North Suburban YMCA among chamber award winners
Updated: January 20, 2013 12:23PM
NORTHBROOK — The Northbrook Chamber of Commerce and Industry has chosen recipients for its Seventh Annual Business Awards.
The Volunteer of the Year, selected for consistently helping the Chamber achieve its goals, is Trudy Welker, who died last November and whose family will receive the award on her behalf.
Corporate Citizen of the Year, recognized for promoting a spirit of giving and community involvement, is the Renaissance Chicago North Shore Hotel.
And the Small Business of the Year, honored for excellent business practices, is the North Suburban YMCA.
The businesses will be formally honored at the Annual Meeting and Dinner Wednesday, Feb. 27, at the Renaissance Hotel.
The two business award winners will receive plaques and a $500 donation to be given to the charity of their choice. The volunteer award winner’s family will receives a $200 honorarium.
Whether hanging posters for the Chamber’s annual golf outing, coaxing golfers out of a few dollars for raffle tickets, or tracking down donations to support the Chamber’s Auction and Taste, Welker will be remembered as one of the Chamber’s most likable and dependable volunteers.
“Every time the Chamber needed her, she was happy to do the task at hand, and did it cheerfully,” said Lise Schleicher, a fellow Chamber volunteer.
Jeanine Rippel, for many years the Chair of the Chamber’s Auction and Taste volunteer committee, also noted that working with Trudy was always a pleasure.
“With so many tasks to manage, I appreciated how reliable and dependable Trudy was and how dedicated she was to the Chamber’s goals,” she added.
Trudy’s legacy of helping others dates back to her days as an office assistant at Glenbrook North High School.
Beginning in 1975, she worked in the foreign language department, and later the dean’s office.
Her son, Don Pollack, recalled that she enjoyed interacting with everyone and was a generous humanitarian for several generations of high school students.
“She often reached out to students that others would label as ‘problem kids,’” he added.
As she was winding down her 23-year career at the high school, Trudy launched her aromatherapy career and became a certified aromatherapist.
Trudy is survived by six children and their families who will donate her $200 gift to the Northbrook Public Library.
While the Renaissance, Northbrook’s largest hotel, serves an international clientele, it regularly demonstrates compassion for the surrounding community, which is why it will receive the Corporate Citizen of the Year Award.
Whether it’s something as simple as donating space to a local chess club, or hosting a day-long event to pack thousands of meals for area needy families, the Renaissance has a consistent track record of giving back.
Hundreds of area organizations and businesses approach the Renaissance every year seeking donations for their charitable causes and fund-raising events.
During the past three years, General Manager Rik Blyth reported that the Renaissance has steadily increased its support for area organizations.
Since 2010, the Renaissance has made more than 600 donations in the form of overnight stays and hotel packages valued at more than $21,000.
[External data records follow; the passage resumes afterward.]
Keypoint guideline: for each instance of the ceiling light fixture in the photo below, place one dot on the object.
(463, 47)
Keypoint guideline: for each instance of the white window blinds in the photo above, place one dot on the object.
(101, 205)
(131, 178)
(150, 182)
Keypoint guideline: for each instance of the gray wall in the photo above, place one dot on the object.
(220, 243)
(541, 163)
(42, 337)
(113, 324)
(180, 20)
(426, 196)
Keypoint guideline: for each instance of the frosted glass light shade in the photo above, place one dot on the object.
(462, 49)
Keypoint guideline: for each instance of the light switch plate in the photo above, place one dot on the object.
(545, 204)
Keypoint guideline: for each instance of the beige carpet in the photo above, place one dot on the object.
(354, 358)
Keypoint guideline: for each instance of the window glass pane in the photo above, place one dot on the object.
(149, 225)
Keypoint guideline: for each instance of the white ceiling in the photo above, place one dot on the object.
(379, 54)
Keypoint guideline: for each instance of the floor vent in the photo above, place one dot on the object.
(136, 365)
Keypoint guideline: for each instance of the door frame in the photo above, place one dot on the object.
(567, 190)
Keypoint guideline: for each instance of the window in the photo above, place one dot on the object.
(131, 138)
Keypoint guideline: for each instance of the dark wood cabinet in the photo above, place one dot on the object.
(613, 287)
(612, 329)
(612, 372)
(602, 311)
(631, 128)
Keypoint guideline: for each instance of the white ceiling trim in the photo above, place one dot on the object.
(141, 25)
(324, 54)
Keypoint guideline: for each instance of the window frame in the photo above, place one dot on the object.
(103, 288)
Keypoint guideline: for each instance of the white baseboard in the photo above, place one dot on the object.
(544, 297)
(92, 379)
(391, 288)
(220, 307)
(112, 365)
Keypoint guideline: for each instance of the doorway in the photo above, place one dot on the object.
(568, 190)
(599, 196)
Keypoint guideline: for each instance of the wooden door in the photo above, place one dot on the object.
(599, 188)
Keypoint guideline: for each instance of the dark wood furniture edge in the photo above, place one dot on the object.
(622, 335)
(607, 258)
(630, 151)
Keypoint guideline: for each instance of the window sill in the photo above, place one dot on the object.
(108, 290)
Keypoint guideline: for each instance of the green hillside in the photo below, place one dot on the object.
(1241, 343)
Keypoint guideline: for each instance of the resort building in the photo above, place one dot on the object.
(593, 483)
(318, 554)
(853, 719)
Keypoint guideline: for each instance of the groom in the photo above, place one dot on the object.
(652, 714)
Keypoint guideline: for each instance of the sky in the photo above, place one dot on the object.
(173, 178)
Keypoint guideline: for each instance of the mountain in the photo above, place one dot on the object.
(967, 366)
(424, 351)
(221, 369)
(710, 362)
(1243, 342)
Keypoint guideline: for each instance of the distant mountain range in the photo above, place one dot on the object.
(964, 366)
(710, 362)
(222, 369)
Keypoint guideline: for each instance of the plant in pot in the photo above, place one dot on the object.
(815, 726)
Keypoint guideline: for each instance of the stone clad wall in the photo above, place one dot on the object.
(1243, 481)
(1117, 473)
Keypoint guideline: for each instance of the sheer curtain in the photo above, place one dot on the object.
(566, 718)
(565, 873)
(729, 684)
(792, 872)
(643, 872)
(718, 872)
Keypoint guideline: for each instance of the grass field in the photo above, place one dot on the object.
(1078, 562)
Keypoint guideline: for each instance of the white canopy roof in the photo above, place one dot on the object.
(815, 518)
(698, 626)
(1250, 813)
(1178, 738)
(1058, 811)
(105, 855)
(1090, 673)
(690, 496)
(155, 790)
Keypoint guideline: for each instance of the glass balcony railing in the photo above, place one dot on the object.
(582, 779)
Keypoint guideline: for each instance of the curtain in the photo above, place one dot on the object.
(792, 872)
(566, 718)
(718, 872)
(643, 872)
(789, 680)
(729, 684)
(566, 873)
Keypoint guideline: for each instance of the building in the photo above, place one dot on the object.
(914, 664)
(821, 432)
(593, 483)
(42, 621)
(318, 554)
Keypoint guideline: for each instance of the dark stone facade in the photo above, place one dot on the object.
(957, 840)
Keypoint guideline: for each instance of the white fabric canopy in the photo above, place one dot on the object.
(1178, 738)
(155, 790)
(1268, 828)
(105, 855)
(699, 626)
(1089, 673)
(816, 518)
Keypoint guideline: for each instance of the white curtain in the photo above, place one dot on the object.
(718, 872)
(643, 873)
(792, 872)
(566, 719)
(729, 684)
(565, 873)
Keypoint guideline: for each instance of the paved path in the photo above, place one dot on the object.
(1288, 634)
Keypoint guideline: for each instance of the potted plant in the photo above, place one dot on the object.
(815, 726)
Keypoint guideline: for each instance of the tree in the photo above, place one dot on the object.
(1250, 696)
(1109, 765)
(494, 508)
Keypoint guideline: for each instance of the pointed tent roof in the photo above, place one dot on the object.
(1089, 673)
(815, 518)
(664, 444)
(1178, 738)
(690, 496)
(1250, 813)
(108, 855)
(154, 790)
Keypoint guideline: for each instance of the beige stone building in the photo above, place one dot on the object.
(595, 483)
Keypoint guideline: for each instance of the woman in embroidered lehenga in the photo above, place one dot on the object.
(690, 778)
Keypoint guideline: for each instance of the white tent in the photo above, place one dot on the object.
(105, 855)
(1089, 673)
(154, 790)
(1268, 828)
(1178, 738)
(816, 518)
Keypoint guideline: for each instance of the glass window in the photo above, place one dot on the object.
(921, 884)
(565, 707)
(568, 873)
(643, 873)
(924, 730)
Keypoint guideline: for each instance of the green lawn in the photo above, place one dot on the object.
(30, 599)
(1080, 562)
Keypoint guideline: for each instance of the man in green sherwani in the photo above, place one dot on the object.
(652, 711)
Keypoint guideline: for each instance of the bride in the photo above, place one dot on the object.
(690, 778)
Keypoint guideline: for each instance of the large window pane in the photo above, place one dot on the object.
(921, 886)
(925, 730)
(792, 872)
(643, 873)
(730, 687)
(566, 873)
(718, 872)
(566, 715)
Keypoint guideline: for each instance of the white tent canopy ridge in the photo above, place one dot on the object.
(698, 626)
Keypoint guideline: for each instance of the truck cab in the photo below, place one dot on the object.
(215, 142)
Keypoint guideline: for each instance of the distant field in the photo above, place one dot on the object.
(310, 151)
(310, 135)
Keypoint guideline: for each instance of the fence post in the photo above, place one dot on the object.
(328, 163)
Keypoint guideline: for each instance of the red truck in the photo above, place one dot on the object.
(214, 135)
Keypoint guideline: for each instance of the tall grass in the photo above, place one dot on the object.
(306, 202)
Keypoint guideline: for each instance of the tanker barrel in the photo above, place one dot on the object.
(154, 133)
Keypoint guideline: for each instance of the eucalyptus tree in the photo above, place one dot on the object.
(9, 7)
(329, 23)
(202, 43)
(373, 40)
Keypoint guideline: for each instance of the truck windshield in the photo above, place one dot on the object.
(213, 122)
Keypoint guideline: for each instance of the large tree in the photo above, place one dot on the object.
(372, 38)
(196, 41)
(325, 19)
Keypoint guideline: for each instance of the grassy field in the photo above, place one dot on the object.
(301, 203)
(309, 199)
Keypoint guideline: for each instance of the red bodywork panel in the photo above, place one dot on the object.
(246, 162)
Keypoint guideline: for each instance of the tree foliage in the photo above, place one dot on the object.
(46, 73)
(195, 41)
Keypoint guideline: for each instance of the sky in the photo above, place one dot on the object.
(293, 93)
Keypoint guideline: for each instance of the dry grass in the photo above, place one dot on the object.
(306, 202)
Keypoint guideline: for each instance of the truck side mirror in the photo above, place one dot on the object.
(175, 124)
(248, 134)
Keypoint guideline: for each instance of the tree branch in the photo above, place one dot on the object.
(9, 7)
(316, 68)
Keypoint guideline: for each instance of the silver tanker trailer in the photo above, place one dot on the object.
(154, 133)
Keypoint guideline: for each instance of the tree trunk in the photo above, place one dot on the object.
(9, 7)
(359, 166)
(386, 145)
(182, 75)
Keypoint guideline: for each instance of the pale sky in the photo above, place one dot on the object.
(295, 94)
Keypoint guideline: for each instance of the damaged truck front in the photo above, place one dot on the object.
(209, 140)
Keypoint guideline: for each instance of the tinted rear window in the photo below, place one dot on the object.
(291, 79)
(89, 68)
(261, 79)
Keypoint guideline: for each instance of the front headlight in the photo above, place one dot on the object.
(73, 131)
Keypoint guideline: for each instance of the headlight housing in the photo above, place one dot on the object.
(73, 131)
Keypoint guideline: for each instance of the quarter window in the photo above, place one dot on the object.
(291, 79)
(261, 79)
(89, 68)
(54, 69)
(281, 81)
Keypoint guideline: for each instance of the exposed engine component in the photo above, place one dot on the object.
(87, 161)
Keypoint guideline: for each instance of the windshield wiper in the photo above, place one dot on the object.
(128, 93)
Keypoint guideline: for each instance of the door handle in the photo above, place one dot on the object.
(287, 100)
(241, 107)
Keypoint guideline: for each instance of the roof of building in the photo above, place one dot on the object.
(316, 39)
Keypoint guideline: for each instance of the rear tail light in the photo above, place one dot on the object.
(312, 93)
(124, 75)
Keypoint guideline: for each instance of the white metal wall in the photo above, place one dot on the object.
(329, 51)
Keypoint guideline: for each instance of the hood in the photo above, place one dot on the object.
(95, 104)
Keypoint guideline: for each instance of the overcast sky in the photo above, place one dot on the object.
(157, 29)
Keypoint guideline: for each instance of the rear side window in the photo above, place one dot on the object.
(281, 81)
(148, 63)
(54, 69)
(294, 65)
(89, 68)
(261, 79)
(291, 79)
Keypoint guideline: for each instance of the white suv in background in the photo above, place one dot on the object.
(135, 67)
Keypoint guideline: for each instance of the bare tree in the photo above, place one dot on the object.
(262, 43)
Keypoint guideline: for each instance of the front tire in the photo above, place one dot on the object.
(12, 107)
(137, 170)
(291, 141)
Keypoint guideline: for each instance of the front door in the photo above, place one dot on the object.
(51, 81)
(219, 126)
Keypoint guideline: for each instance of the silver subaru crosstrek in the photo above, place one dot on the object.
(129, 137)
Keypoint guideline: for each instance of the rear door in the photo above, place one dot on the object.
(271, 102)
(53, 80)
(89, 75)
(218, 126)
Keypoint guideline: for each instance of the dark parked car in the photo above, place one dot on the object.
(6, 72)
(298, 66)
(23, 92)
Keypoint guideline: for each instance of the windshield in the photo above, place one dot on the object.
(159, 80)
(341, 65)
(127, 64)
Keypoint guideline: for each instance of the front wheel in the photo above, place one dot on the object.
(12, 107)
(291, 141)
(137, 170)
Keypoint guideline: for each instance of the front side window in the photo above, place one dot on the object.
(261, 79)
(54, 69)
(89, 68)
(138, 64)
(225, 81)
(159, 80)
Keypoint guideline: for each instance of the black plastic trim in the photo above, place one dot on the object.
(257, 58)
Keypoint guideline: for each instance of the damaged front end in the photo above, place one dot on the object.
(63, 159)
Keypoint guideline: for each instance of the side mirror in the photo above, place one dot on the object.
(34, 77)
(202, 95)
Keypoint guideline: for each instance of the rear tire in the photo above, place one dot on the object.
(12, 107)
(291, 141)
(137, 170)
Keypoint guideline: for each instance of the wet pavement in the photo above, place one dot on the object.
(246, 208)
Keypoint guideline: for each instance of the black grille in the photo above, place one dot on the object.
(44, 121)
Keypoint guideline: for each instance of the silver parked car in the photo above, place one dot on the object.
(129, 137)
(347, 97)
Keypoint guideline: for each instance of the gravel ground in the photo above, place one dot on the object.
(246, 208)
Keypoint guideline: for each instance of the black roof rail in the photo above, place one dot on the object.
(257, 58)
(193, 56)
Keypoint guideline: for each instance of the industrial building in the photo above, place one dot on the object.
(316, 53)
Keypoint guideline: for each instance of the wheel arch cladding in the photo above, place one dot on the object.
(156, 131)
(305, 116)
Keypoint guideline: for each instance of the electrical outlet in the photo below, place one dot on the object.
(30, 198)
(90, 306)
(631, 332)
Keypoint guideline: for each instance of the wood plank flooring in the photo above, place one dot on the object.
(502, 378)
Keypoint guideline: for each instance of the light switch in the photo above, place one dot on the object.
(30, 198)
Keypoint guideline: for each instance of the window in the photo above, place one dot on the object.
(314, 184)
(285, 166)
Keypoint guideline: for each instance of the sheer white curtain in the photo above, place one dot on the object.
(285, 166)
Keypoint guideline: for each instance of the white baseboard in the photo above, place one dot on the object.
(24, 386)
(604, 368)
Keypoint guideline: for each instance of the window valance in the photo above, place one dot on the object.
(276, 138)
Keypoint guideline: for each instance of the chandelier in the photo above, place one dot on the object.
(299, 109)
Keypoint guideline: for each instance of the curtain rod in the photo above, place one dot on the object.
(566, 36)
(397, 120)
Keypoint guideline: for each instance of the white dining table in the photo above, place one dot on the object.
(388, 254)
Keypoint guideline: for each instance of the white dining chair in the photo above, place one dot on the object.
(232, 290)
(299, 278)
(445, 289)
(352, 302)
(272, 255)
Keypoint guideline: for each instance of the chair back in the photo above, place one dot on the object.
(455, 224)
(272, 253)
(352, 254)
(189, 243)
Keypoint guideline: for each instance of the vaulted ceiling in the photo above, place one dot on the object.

“We are happy to support these causes and try to help whenever we can,” Blyth said.
Chamber board member Steven Lewis, who also served on the nominating committee to select the award winners, noted that the Renaissance always goes above and beyond the call of duty to support Chamber events and the community.
“People probably don’t realize it, but without the help of the Renaissance, executing something as massive as the Meal Packing event or the Chamber’s Auction and Taste would be extremely difficult,” he added.
“Having the event at the Renaissance made it possible for 260 volunteers to package more than 42,000 meals for area food pantries. This kind of generosity is meaningful and helps to make our events fun for everyone.”
And the North Suburban YMCA won the Small Business of the Year Award, because it has made a total turn-around since 2006, when it faced its own fiscal cliff.
Confronted by crippling debt, membership at an all-time low, deteriorating infrastructure and with the threat of losing its charter from the National Y-USA, the situation could not have been more bleak.
But Executive Director Howard Schultz launched a “Save the Y” campaign.
“We were committed to making our Y a community center that would provide vital services, open to everyone, ” Schultz said.
Soon, membership and participation began to turn around. Momentum built quickly and steadily, enabling the Y to completely discharge its $2.3 million of debt by March 2008 and reassure the Y USA of its viability.
A capital campaign continued, raising a total of $5.8 million to date, providing funds to remake the facility into an attractive, welcoming location and replace much of its aging mechanical systems.
The Y also has experienced a 31 percent overall growth in membership, from a little more than 1,550 dues-paying-member households (not including scholarships) in November 2009 to 2,030 member households in December of 2012.
Young adult memberships (ages 18 - 30) are now three times what they were just two years ago, growing from around 70 in January of 2011 to a little more than 210 by the end of 2012.
Family memberships also have increased 36 percent, growing from 673 in November of 2009 to 884 by the end of 2012.
“We always believed that if we could show the public the potential for a rejuvenated Y, we could achieve extraordinary things here,” said Matthew Brennan, president of the Y’s board.